About
In recent years, research in Natural Language Processing (NLP) has led to major breakthroughs in language understanding. Computational semantics is one of the key areas in NLP, and accordingly a plethora of work focused on the representations of machine-readable knowledge along orthogonal dimensions such as manual vs. automatic acquisition, lexical vs. conceptual as well as dense vs. sparse representations.
JOIN-T (Joining graph- and vector-based sense representations for semantic end-user information access) project is a collaboration between the researchers from the Data and Web Science Group at the University of Mannheim and the Language Technology Group at the University of Hamburg. JOIN-T is funded by the Deutsche Forschungsgemeinschaft (DFG).
Project overview
Disambiguated Distributional Semantic-based Sense Inventories are hybrid knowledge bases that combines the contextual information of distributional models with the conciseness and precision of manually constructed lexical networks. In contrast to dense vector representations, our resource is human readable and interpretable, and can be easily embedded within the Semantic Web ecosystem. Manual evaluation based on human judgments indicates the high quality of the resource, as well as the benefits of enriching top-down lexical knowledge resources with bottom-up distributional information from text.

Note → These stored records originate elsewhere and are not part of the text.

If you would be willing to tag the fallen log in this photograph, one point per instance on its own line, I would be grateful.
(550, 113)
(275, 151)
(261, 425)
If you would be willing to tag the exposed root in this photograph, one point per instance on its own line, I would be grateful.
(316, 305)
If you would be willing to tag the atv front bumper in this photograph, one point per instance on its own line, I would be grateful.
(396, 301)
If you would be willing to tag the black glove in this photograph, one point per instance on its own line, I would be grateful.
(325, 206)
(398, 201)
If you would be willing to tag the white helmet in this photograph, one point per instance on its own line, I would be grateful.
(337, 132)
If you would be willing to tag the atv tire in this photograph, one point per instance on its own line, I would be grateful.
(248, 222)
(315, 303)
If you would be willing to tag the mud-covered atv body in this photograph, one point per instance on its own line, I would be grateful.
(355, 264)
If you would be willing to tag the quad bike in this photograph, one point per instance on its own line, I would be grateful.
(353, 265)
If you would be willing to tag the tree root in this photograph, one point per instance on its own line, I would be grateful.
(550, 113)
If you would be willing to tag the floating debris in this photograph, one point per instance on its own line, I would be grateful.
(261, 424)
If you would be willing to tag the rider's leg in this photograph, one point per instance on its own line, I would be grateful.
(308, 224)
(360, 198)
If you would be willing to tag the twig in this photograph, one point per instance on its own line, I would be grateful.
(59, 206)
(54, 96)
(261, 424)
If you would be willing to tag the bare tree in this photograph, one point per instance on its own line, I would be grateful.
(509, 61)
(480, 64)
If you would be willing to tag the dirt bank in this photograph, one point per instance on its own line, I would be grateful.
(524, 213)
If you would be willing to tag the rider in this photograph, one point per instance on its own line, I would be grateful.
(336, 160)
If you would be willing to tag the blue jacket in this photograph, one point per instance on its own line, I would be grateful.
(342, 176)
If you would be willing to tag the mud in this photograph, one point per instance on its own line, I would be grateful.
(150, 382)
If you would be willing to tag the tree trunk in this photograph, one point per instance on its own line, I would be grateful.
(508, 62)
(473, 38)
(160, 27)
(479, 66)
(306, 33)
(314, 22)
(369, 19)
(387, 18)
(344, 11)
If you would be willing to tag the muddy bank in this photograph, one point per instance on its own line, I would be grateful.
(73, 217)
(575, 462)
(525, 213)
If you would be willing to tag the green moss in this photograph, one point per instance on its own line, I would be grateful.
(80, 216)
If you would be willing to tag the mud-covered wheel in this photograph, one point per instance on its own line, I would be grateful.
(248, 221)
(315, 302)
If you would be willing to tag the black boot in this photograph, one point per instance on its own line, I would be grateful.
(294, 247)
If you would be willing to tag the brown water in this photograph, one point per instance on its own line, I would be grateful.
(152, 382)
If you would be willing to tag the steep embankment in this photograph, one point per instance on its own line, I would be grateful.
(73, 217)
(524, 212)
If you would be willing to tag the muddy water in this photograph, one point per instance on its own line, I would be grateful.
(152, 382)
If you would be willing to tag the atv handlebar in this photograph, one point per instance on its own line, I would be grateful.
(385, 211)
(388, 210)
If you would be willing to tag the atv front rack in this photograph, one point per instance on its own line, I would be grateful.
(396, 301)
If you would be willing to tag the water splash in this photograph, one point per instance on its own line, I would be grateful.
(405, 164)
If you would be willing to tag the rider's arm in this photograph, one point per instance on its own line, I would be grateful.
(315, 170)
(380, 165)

Our approach consists of three main phases:
- Learning a JoBimText model: initially, we automatically create a sense inventory from a large text collection using the pipeline of the JoBimText project.
- Disambiguation of related words: we fully disambiguate all lexical information associated with a proto-concept, i.e., similar terms and hypernyms, based on the partial disambiguation from the previous step. The result is a proto-conceptualization (PCZ). In contrast to a term-based distributional thesaurus (DT), a PCZ consists of sense-disambiguated entries, i.e., all terms have a sense identifier.
- Linking to a lexical resource: we align the PCZ with an existing lexical resource (LR). That is, we create a mapping between the two sense inventories and then combine them into a new extended sense inventory, our hybrid aligned resource. Finally, to obtain a truly unified resource, we link the “orphan” PCZ senses for which no corresponding sense could be found by inferring their type in the LR.